The next six years saw Spain constantly provide three representatives, Atletico Madrid swelling the numbers on four occasions in between appearances for Malaga and Sevilla. The two Madrid clubs met in the 2014 and 2016 finals.
England had only six quarter-finalists in total in that six-year stretch, Manchester United with two appearances plus one each for Chelsea, City, Leicester and Liverpool.
The two Manchester clubs then joined 2019’s finalists in the last eight as the pendulum swung back the other way, with last season providing a wide-open field before Barca missed out this season for the first time in 14 years to diminish Spain’s traditional representation.
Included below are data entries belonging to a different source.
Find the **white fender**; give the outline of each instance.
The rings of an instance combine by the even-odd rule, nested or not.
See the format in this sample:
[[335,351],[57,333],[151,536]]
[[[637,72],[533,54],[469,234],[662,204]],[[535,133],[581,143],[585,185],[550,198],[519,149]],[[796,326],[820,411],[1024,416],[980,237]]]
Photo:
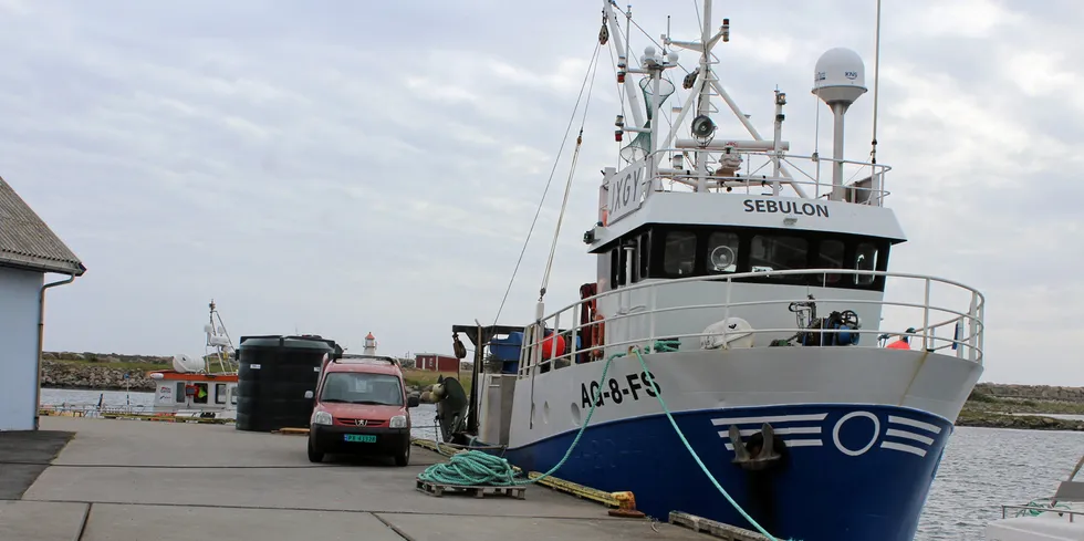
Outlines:
[[717,321],[703,330],[700,336],[700,347],[705,350],[729,350],[731,347],[752,347],[752,325],[741,318],[727,318]]

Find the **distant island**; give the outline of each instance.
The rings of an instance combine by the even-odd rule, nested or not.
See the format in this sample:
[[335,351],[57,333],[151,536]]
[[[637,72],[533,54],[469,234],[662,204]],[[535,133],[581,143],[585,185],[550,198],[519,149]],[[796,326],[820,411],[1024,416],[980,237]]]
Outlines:
[[[414,370],[414,360],[403,361],[409,391],[425,397],[439,374]],[[146,373],[170,367],[171,357],[163,356],[45,352],[42,354],[42,387],[153,392],[155,382]],[[470,372],[463,371],[461,379],[469,392]],[[1084,420],[1051,415],[1084,416],[1084,387],[980,383],[963,405],[956,426],[1084,430]]]

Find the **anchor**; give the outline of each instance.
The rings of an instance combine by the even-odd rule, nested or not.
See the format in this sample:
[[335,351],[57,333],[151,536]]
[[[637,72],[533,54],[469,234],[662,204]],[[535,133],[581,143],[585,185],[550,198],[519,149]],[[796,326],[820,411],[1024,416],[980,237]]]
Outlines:
[[749,438],[749,445],[741,440],[741,430],[738,425],[730,425],[730,443],[734,446],[733,464],[737,464],[747,471],[761,471],[779,462],[782,455],[775,450],[775,446],[785,446],[782,440],[776,440],[775,430],[771,425],[764,423],[759,434],[753,434]]

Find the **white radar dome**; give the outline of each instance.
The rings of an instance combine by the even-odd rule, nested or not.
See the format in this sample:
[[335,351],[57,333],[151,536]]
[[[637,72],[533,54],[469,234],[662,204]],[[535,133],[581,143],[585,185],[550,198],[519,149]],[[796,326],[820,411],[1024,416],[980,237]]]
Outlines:
[[854,103],[866,93],[866,67],[858,53],[846,49],[830,49],[816,61],[813,94],[824,103]]
[[199,372],[200,370],[204,368],[204,363],[201,361],[197,361],[192,357],[189,357],[184,353],[174,355],[173,365],[174,365],[174,371],[180,373]]

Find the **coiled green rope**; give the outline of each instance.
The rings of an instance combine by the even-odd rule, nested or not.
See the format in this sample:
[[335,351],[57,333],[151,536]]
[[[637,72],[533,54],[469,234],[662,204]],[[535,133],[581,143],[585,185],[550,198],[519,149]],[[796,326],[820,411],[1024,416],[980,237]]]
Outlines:
[[[660,340],[655,342],[655,351],[660,353],[677,351],[677,340]],[[636,358],[639,361],[640,368],[643,368],[644,373],[647,374],[648,387],[657,391],[658,386],[656,386],[650,371],[647,370],[647,363],[644,362],[644,356],[640,354],[640,350],[637,347],[633,351],[636,353]],[[602,393],[602,384],[606,381],[606,372],[609,371],[609,365],[615,358],[623,356],[625,356],[624,353],[615,353],[606,358],[606,364],[602,368],[602,376],[598,378],[598,388],[596,389],[596,393]],[[692,445],[689,444],[689,440],[686,439],[685,434],[677,426],[677,422],[674,420],[674,416],[670,414],[670,409],[666,406],[666,402],[663,399],[661,393],[655,393],[655,398],[658,399],[659,406],[663,407],[666,418],[670,420],[670,426],[674,427],[674,430],[677,431],[678,437],[681,438],[681,443],[685,444],[685,448],[688,449],[690,455],[692,455],[692,459],[700,466],[703,475],[708,476],[708,479],[710,479],[711,483],[719,489],[719,492],[723,496],[723,498],[726,498],[727,501],[730,502],[736,510],[738,510],[738,513],[748,520],[749,523],[752,524],[753,528],[755,528],[762,535],[772,541],[780,541],[779,538],[768,533],[768,530],[765,530],[764,527],[760,526],[759,522],[753,520],[753,518],[750,517],[749,513],[747,513],[746,510],[730,497],[715,476],[708,471],[708,467],[700,460],[700,457],[697,455],[696,450],[692,449]],[[580,444],[580,437],[583,435],[584,429],[587,428],[587,423],[591,422],[591,416],[595,413],[595,405],[597,404],[598,394],[595,394],[594,399],[591,400],[591,409],[587,410],[587,418],[584,419],[583,424],[580,426],[580,430],[576,431],[576,437],[572,440],[572,445],[569,446],[569,450],[565,451],[564,457],[562,457],[561,460],[553,466],[553,468],[550,468],[550,471],[546,471],[534,479],[515,479],[514,470],[512,469],[511,465],[508,464],[507,459],[477,450],[460,451],[452,455],[448,462],[429,466],[425,469],[425,471],[418,474],[418,479],[426,482],[458,486],[493,485],[507,487],[539,482],[542,479],[553,475],[554,471],[561,469],[561,467],[564,466],[564,462],[569,460],[569,457],[572,456],[572,450]],[[794,540],[791,539],[789,541]]]

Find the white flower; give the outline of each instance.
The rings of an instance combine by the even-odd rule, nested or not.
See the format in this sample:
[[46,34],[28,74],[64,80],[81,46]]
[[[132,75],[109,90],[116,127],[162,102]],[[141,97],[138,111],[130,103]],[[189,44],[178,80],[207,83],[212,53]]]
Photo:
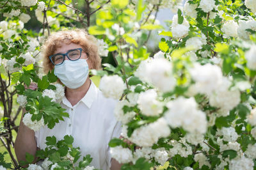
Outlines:
[[250,36],[251,33],[247,31],[246,29],[252,29],[256,31],[256,20],[239,20],[238,22],[239,27],[237,28],[237,35],[238,37],[244,40],[250,40]]
[[[126,126],[124,126],[122,134],[127,137]],[[170,130],[164,119],[159,118],[154,123],[142,126],[134,130],[128,139],[140,146],[149,147],[158,141],[160,137],[166,137]]]
[[236,38],[237,36],[238,24],[234,20],[228,20],[224,23],[221,27],[221,31],[224,36],[229,38],[230,36]]
[[17,63],[15,59],[16,58],[13,57],[6,62],[6,69],[10,73],[16,72],[20,70],[20,67],[13,67],[14,65]]
[[27,23],[31,19],[29,15],[28,15],[24,13],[22,13],[20,15],[19,17],[19,18],[24,24]]
[[239,135],[236,132],[236,129],[233,127],[222,127],[221,130],[218,130],[217,134],[223,135],[226,142],[235,142]]
[[42,118],[39,121],[35,120],[33,121],[31,120],[32,114],[29,112],[25,114],[23,117],[22,121],[26,126],[29,127],[30,129],[37,131],[42,126],[44,125],[44,119]]
[[155,160],[162,166],[163,166],[169,158],[168,153],[165,150],[164,148],[156,150],[153,153],[153,157],[155,158]]
[[36,164],[29,164],[28,167],[28,170],[44,170],[44,169],[40,166]]
[[124,27],[120,27],[117,24],[115,24],[111,27],[113,29],[116,31],[117,35],[123,35],[125,33]]
[[116,105],[114,110],[115,116],[116,120],[121,121],[123,124],[126,124],[129,122],[136,114],[134,111],[124,113],[123,108],[125,105],[131,107],[127,100],[120,101]]
[[256,144],[249,144],[247,150],[244,151],[245,155],[250,158],[256,158]]
[[22,107],[24,107],[27,104],[27,97],[24,95],[19,95],[17,98],[17,102]]
[[256,13],[256,3],[255,0],[245,0],[244,4],[252,10],[252,13]]
[[21,54],[20,58],[23,58],[26,59],[24,62],[26,66],[30,64],[35,64],[36,62],[36,59],[33,58],[32,54],[29,52],[26,52],[25,54]]
[[86,166],[84,170],[93,170],[94,169],[95,169],[94,166]]
[[44,10],[46,9],[45,8],[45,3],[44,1],[40,1],[38,2],[38,5],[37,7],[39,10],[41,11],[44,11]]
[[106,97],[119,99],[125,89],[125,85],[117,75],[104,75],[101,78],[99,88]]
[[54,90],[56,101],[60,103],[65,96],[65,88],[58,83],[54,86],[56,87],[56,89]]
[[154,59],[147,65],[147,79],[163,92],[172,91],[176,80],[172,75],[172,65],[164,58]]
[[220,108],[221,116],[228,115],[228,111],[240,103],[240,91],[237,89],[230,89],[231,82],[227,78],[222,79],[221,83],[216,85],[214,93],[209,96],[210,105]]
[[163,112],[163,107],[161,102],[157,100],[157,94],[153,89],[140,93],[137,103],[143,114],[158,116]]
[[184,38],[188,35],[189,31],[189,23],[184,19],[181,24],[178,24],[178,15],[175,15],[172,18],[172,33],[175,39]]
[[203,66],[196,64],[190,70],[190,74],[196,82],[197,92],[204,94],[212,93],[221,84],[222,80],[221,68],[209,63]]
[[253,160],[250,158],[247,158],[244,156],[242,156],[238,159],[231,160],[230,164],[229,164],[229,169],[230,170],[252,170],[253,169]]
[[30,6],[36,4],[37,0],[20,0],[21,6]]
[[251,111],[251,114],[248,116],[248,122],[253,126],[256,125],[256,108]]
[[8,22],[6,20],[2,20],[0,22],[0,28],[2,31],[5,31],[8,29]]
[[124,148],[121,146],[110,148],[111,157],[120,164],[128,163],[132,160],[132,153],[129,148]]
[[16,31],[12,29],[6,30],[3,33],[3,35],[4,36],[4,40],[7,40],[10,38],[13,35],[16,34]]
[[189,16],[191,18],[196,19],[197,17],[197,12],[196,11],[196,8],[197,8],[196,4],[189,4],[188,1],[185,3],[184,6],[184,10],[185,12],[186,15]]
[[103,40],[97,39],[98,53],[100,56],[108,56],[108,46]]
[[256,45],[252,45],[249,50],[245,53],[247,60],[246,66],[250,70],[256,70]]
[[205,13],[208,13],[215,8],[214,0],[201,0],[199,7]]
[[51,89],[45,89],[45,90],[43,91],[42,97],[45,97],[45,96],[52,98],[51,100],[52,102],[56,102],[56,100],[55,93]]
[[43,163],[42,163],[42,167],[44,168],[44,170],[48,170],[49,169],[49,166],[51,164],[52,164],[52,162],[51,160],[49,160],[48,158],[45,158]]
[[205,114],[197,109],[193,98],[179,97],[167,103],[166,107],[168,110],[164,118],[171,127],[182,127],[190,132],[205,133],[207,124]]
[[211,164],[207,160],[207,157],[204,155],[203,153],[196,153],[195,155],[194,160],[199,163],[199,168],[201,168],[204,165],[211,167]]

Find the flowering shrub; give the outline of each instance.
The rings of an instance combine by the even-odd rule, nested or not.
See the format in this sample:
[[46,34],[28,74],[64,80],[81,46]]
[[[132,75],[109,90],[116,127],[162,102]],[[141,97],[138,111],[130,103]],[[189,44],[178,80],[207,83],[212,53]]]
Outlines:
[[[88,33],[99,39],[99,53],[113,58],[115,65],[105,63],[103,70],[92,70],[92,74],[102,77],[100,89],[106,97],[120,99],[113,112],[123,123],[124,138],[113,139],[109,145],[113,158],[124,164],[122,169],[254,169],[255,1],[188,0],[184,11],[180,1],[100,1],[90,4],[96,24],[90,26],[87,16]],[[13,126],[13,111],[5,101],[16,98],[16,93],[17,114],[24,107],[28,112],[25,125],[34,130],[42,125],[53,128],[68,116],[58,104],[63,87],[56,84],[53,72],[42,73],[38,47],[51,31],[69,26],[68,20],[84,26],[84,13],[70,1],[0,4],[6,17],[0,22],[0,82],[1,94],[5,94],[3,99],[1,96],[5,124],[0,127],[1,134]],[[170,19],[166,30],[150,16],[169,5],[177,15]],[[31,17],[19,6],[35,11],[44,26],[39,33],[24,29]],[[156,54],[145,46],[152,30],[163,37]],[[38,88],[25,89],[31,82]],[[90,169],[86,167],[92,161],[89,156],[76,164],[79,151],[68,145],[72,139],[65,136],[57,143],[54,137],[48,137],[48,147],[37,153],[39,159],[45,159],[42,167],[31,164],[34,158],[29,155],[23,163],[31,164],[31,169],[49,166],[52,169]],[[10,148],[12,141],[8,142]],[[2,153],[0,162],[2,168],[12,166]]]

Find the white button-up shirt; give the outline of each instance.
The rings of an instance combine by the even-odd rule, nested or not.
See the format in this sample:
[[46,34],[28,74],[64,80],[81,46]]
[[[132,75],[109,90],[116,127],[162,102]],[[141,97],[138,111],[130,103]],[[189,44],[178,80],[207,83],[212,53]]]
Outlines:
[[54,135],[61,140],[65,135],[74,137],[73,147],[80,147],[81,155],[90,154],[93,158],[91,166],[95,168],[109,169],[111,155],[108,143],[113,137],[119,137],[122,124],[114,116],[117,101],[104,97],[92,82],[84,97],[72,106],[64,97],[61,106],[66,109],[69,118],[64,118],[52,129],[47,126],[35,132],[37,147],[45,149],[46,137]]

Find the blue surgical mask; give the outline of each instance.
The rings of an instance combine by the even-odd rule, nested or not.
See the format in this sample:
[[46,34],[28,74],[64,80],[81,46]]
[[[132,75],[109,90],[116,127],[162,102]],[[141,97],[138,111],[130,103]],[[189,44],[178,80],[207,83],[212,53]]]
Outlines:
[[76,61],[65,60],[60,65],[54,67],[54,74],[70,89],[77,89],[84,84],[89,74],[87,59]]

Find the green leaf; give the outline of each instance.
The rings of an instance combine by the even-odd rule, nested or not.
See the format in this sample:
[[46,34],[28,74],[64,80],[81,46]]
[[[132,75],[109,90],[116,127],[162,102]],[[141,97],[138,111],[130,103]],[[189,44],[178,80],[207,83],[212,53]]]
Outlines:
[[129,79],[128,84],[130,86],[137,85],[138,84],[141,84],[142,81],[137,77],[132,77]]
[[169,49],[169,46],[166,42],[159,42],[158,47],[163,52],[166,52]]
[[178,24],[182,24],[183,23],[184,17],[180,9],[178,10]]
[[42,90],[47,89],[49,84],[50,83],[47,80],[47,76],[46,75],[43,76],[42,80],[38,80],[38,88],[41,89]]
[[31,164],[33,161],[34,161],[34,156],[33,155],[29,154],[29,153],[26,152],[26,160],[29,164]]

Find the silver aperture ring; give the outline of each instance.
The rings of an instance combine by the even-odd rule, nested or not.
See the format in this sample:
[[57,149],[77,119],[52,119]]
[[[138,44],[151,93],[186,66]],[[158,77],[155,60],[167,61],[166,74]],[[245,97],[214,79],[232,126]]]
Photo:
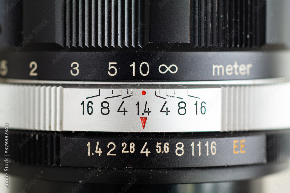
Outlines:
[[287,79],[219,81],[220,84],[3,83],[0,84],[0,125],[8,123],[11,128],[59,131],[287,129]]

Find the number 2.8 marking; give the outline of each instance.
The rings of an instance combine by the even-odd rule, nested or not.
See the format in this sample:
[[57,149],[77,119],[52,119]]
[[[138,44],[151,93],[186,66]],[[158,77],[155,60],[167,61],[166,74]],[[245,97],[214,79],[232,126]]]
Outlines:
[[[149,154],[151,153],[151,152],[149,151],[148,148],[146,148],[146,146],[147,144],[147,142],[146,142],[144,144],[143,147],[142,148],[141,151],[140,151],[140,153],[145,154],[146,157],[148,157]],[[162,143],[161,142],[157,142],[156,143],[156,147],[157,148],[157,149],[156,149],[156,152],[157,153],[160,153],[161,152],[162,153],[165,152],[165,153],[169,152],[169,144],[167,142],[164,143],[164,146],[163,150],[162,150],[162,148],[160,146],[162,144]],[[208,156],[209,155],[209,143],[208,141],[206,141],[206,143],[204,145],[206,147],[206,156]],[[97,143],[97,146],[96,147],[96,150],[95,152],[96,153],[98,153],[99,156],[100,156],[101,154],[103,152],[101,151],[101,148],[99,148],[99,142],[98,141]],[[111,148],[111,149],[108,152],[107,154],[107,155],[108,156],[116,156],[116,154],[112,153],[112,152],[114,151],[116,148],[116,144],[113,142],[110,142],[108,144],[107,146],[107,147],[108,148],[110,148],[110,146],[112,147],[112,146],[111,145],[113,146],[113,148]],[[124,148],[122,150],[122,153],[127,153],[130,152],[132,153],[133,153],[135,152],[135,144],[133,142],[130,143],[129,148],[130,151],[129,150],[126,150],[127,145],[127,144],[126,143],[124,142],[122,144],[122,146]],[[215,141],[213,141],[211,142],[210,147],[211,152],[211,155],[214,155],[216,154],[216,145],[217,143]],[[89,142],[87,144],[86,146],[88,147],[88,156],[89,156],[91,155],[90,142]],[[194,156],[194,142],[193,141],[192,143],[191,144],[190,146],[192,147],[192,156]],[[200,141],[199,141],[198,143],[197,144],[197,146],[198,147],[198,155],[200,156],[201,155],[201,143]],[[184,148],[184,144],[183,144],[183,143],[181,142],[178,142],[176,143],[175,145],[175,147],[176,148],[176,149],[175,150],[175,154],[176,155],[179,156],[181,156],[184,154],[185,151]],[[144,150],[145,148],[146,148],[146,151]],[[92,153],[91,155],[94,155],[94,154]]]

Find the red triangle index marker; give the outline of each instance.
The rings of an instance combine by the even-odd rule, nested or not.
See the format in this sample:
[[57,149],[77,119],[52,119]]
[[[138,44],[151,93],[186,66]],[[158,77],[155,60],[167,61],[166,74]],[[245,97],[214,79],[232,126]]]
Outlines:
[[146,121],[147,120],[147,117],[140,117],[140,120],[141,120],[141,124],[142,125],[142,127],[144,129],[145,128],[145,124],[146,124]]

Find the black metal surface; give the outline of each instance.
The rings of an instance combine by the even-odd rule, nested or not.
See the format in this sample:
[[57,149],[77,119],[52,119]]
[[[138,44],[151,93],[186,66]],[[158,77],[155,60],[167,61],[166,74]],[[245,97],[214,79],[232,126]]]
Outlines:
[[[23,189],[27,193],[91,193],[93,192],[140,192],[143,193],[182,193],[183,192],[228,192],[262,193],[262,185],[260,180],[241,181],[229,181],[225,182],[201,184],[184,184],[167,185],[138,185],[131,179],[127,183],[120,185],[95,184],[78,183],[59,182],[41,180],[31,186],[25,185],[31,180],[29,178],[11,177],[13,182],[10,190],[11,192],[20,192]],[[134,179],[134,180],[136,179]],[[140,180],[141,179],[138,179]],[[29,190],[28,188],[30,188]]]
[[[0,39],[8,35],[11,43],[0,45],[17,46],[19,40],[34,34],[30,43],[54,43],[64,47],[143,47],[149,42],[173,41],[190,43],[194,47],[259,46],[265,42],[263,2],[7,0],[0,5],[7,12],[0,16],[0,24],[5,26]],[[23,9],[23,15],[21,12],[17,16],[9,12],[16,10],[14,7]],[[12,22],[3,23],[7,18]],[[35,30],[43,19],[49,23],[44,29]],[[23,25],[23,31],[15,28],[15,23]],[[11,27],[22,38],[9,35]],[[175,39],[177,35],[180,38]]]
[[[64,49],[61,52],[2,52],[0,58],[7,61],[8,73],[0,77],[81,81],[198,81],[270,78],[288,73],[285,64],[279,62],[281,58],[278,52],[169,52],[170,46],[167,45],[169,47],[160,48],[159,52],[72,52]],[[32,61],[37,64],[32,72],[37,73],[36,76],[30,76],[35,68],[34,65],[30,66]],[[144,75],[148,70],[146,64],[142,67],[143,75],[140,72],[139,67],[144,62],[149,67],[146,76]],[[78,72],[73,69],[77,65],[72,66],[75,62],[79,64],[79,72],[73,76],[72,73]],[[109,69],[110,62],[117,63],[111,65],[117,70],[113,76],[108,72],[114,74],[115,72],[113,68]],[[135,76],[130,66],[133,62]],[[162,66],[160,71],[163,64],[167,67]],[[175,67],[169,68],[173,64],[178,68],[174,73],[172,72],[175,71]],[[229,65],[231,70],[227,68]]]
[[[1,129],[0,137],[4,138]],[[290,132],[275,131],[225,133],[103,133],[94,132],[52,132],[36,131],[9,130],[9,159],[23,164],[97,167],[110,168],[178,168],[247,165],[285,161],[289,157]],[[2,137],[1,137],[2,136]],[[267,138],[266,137],[267,136]],[[241,144],[242,140],[245,141]],[[235,144],[233,141],[238,140]],[[97,142],[101,156],[95,152]],[[200,141],[200,154],[199,155]],[[208,141],[209,155],[205,146]],[[216,152],[211,148],[215,141]],[[192,155],[192,142],[194,155]],[[88,145],[90,142],[90,156]],[[116,147],[113,148],[113,142]],[[182,150],[176,150],[179,142],[184,144]],[[128,152],[130,144],[134,143],[135,150]],[[141,153],[146,149],[150,153]],[[168,143],[168,153],[157,153],[157,143],[161,142],[161,151]],[[124,148],[126,144],[127,147]],[[244,145],[244,147],[242,145]],[[133,144],[132,145],[133,145]],[[178,146],[180,148],[181,144]],[[242,151],[245,152],[242,153]],[[131,152],[134,151],[133,153]],[[235,152],[235,153],[234,152]],[[181,155],[182,153],[183,154]],[[214,153],[215,153],[215,154]],[[115,155],[108,155],[109,153]],[[92,153],[94,153],[93,155]],[[267,157],[267,159],[266,158]],[[2,158],[4,157],[2,157]]]

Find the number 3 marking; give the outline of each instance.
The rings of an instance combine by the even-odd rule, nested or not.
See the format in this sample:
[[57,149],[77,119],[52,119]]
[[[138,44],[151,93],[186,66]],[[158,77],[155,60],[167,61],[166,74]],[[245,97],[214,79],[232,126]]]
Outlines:
[[7,63],[7,60],[1,60],[0,63],[0,74],[3,76],[6,76],[8,72]]
[[74,64],[77,65],[77,67],[75,67],[73,69],[74,70],[75,70],[77,71],[77,73],[73,73],[72,70],[71,70],[70,73],[73,76],[76,76],[79,74],[79,63],[77,62],[73,62],[72,63],[71,65],[70,65],[70,67],[73,67],[73,65]]

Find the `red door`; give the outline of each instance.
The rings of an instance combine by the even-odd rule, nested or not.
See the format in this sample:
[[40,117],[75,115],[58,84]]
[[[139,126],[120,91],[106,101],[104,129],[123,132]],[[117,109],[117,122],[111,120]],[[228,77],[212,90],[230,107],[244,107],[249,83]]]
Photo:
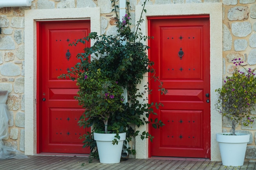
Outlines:
[[164,105],[155,111],[165,126],[150,129],[149,156],[210,158],[209,16],[148,19],[150,59],[168,90],[161,95],[150,81],[149,103]]
[[38,29],[38,152],[89,153],[79,137],[90,129],[77,122],[84,111],[74,99],[76,82],[57,77],[79,61],[90,44],[69,46],[88,35],[89,20],[41,22]]

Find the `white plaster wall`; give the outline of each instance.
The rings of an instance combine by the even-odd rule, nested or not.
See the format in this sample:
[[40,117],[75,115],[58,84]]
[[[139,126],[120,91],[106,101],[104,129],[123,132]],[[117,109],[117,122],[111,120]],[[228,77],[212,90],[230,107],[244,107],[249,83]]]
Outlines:
[[[209,14],[210,25],[210,101],[211,101],[211,159],[221,161],[218,145],[216,140],[216,134],[222,131],[222,117],[215,110],[214,103],[217,100],[215,89],[220,88],[222,84],[222,3],[205,3],[146,5],[146,13],[142,18],[144,22],[141,28],[141,32],[148,35],[146,17],[151,16],[175,15]],[[136,7],[136,21],[140,17],[142,8]],[[144,90],[141,87],[141,91]],[[147,130],[145,126],[140,127],[142,131]],[[136,158],[144,159],[148,157],[148,140],[141,140],[139,137],[136,139]]]
[[[25,154],[36,153],[36,21],[90,20],[91,32],[100,33],[99,7],[25,11]],[[91,41],[92,44],[93,42]]]

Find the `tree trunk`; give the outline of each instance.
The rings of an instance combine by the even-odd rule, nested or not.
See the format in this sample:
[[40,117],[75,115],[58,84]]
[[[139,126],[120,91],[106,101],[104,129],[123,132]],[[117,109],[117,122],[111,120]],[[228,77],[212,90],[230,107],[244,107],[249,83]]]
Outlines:
[[108,133],[108,120],[106,120],[104,121],[104,124],[105,125],[105,133]]
[[234,120],[232,121],[232,135],[236,135],[236,122]]

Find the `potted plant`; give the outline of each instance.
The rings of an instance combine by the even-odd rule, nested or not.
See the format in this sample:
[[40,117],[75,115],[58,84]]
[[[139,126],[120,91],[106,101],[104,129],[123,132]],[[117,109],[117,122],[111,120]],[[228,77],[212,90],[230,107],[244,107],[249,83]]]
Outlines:
[[255,118],[251,116],[250,112],[254,109],[256,103],[256,77],[255,69],[246,68],[240,59],[233,61],[235,67],[233,75],[227,76],[222,87],[216,90],[218,100],[215,104],[216,110],[232,122],[231,131],[217,133],[216,138],[219,142],[222,164],[241,166],[249,135],[236,133],[236,126],[248,126]]
[[[112,1],[115,8],[115,1]],[[141,15],[144,11],[146,10],[143,10]],[[116,12],[116,13],[117,16]],[[149,47],[141,42],[148,38],[139,32],[139,26],[143,21],[139,20],[133,32],[130,29],[130,20],[128,11],[122,20],[117,23],[117,35],[99,36],[97,33],[91,33],[88,37],[73,43],[72,45],[76,45],[90,40],[95,42],[91,47],[85,49],[84,52],[77,55],[79,61],[73,68],[58,77],[69,78],[77,81],[79,91],[75,98],[85,109],[79,123],[81,126],[92,127],[92,133],[88,132],[81,137],[84,139],[84,146],[90,147],[90,157],[97,157],[98,153],[101,155],[101,148],[106,150],[117,145],[121,150],[121,140],[126,139],[124,142],[127,144],[137,135],[140,135],[142,139],[149,138],[152,140],[153,137],[148,132],[135,131],[135,126],[150,124],[157,128],[164,125],[157,118],[148,119],[150,114],[156,114],[152,107],[158,108],[162,104],[149,104],[146,100],[141,99],[147,90],[148,92],[150,90],[147,84],[144,86],[145,91],[139,92],[137,85],[146,73],[154,72],[152,68],[153,63],[148,60],[146,54],[146,50]],[[158,78],[151,78],[159,82],[159,90],[163,94],[166,93]],[[126,98],[122,96],[125,89],[128,92]],[[124,102],[125,100],[127,102]],[[99,134],[102,132],[105,134]],[[101,147],[98,142],[96,144],[98,135],[102,136],[106,134],[112,135],[108,137],[112,146]],[[122,139],[124,136],[124,139]],[[136,153],[135,150],[126,145],[124,148],[129,154]],[[101,162],[120,161],[121,150],[118,151],[117,161],[105,161],[106,157],[112,158],[112,155],[110,155],[112,152],[112,149],[105,150],[107,153],[103,156],[99,155]]]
Bayern lead German challenge
Germany’s Bundesliga has been the next most represented league in recent years, with Bayern Munich have reached at least the quarter-finals in 11 of the last 13 seasons and winning the competition twice in that time.
They have been joined by a second German club in six of the last nine years – Borussia Dortmund on four occasions, with the pair meeting in the 2013 final, plus Wolfsburg in 2015-16 and RB Leipzig last season.
Bayern are level with Barcelona for the most last-eight appearances in the Champions League era, reaching that stage in 19 out of 29 seasons – in Barca’s case, that includes participation in the final groups under a previous format in 1993-94.
Real have reached 17 quarter-finals, winning seven titles in the Champions League era including four in the five years to 2018.
Manchester United are the most regular English representatives with 14 appearances to Chelsea’s 10, Juventus splitting the pair as the only other club in double figures with 12.
Eight English clubs in all have reached this stage, with Leeds’ 2000-01 appearance helping match the record of Spain and Germany.
Deportivo La Coruna, Villarreal and Sevilla are the other Spanish clubs to have reached the last eight while Bayer Leverkusen, Schalke, Werder Bremen and Kaiserslautern complete the Bundesliga contingent.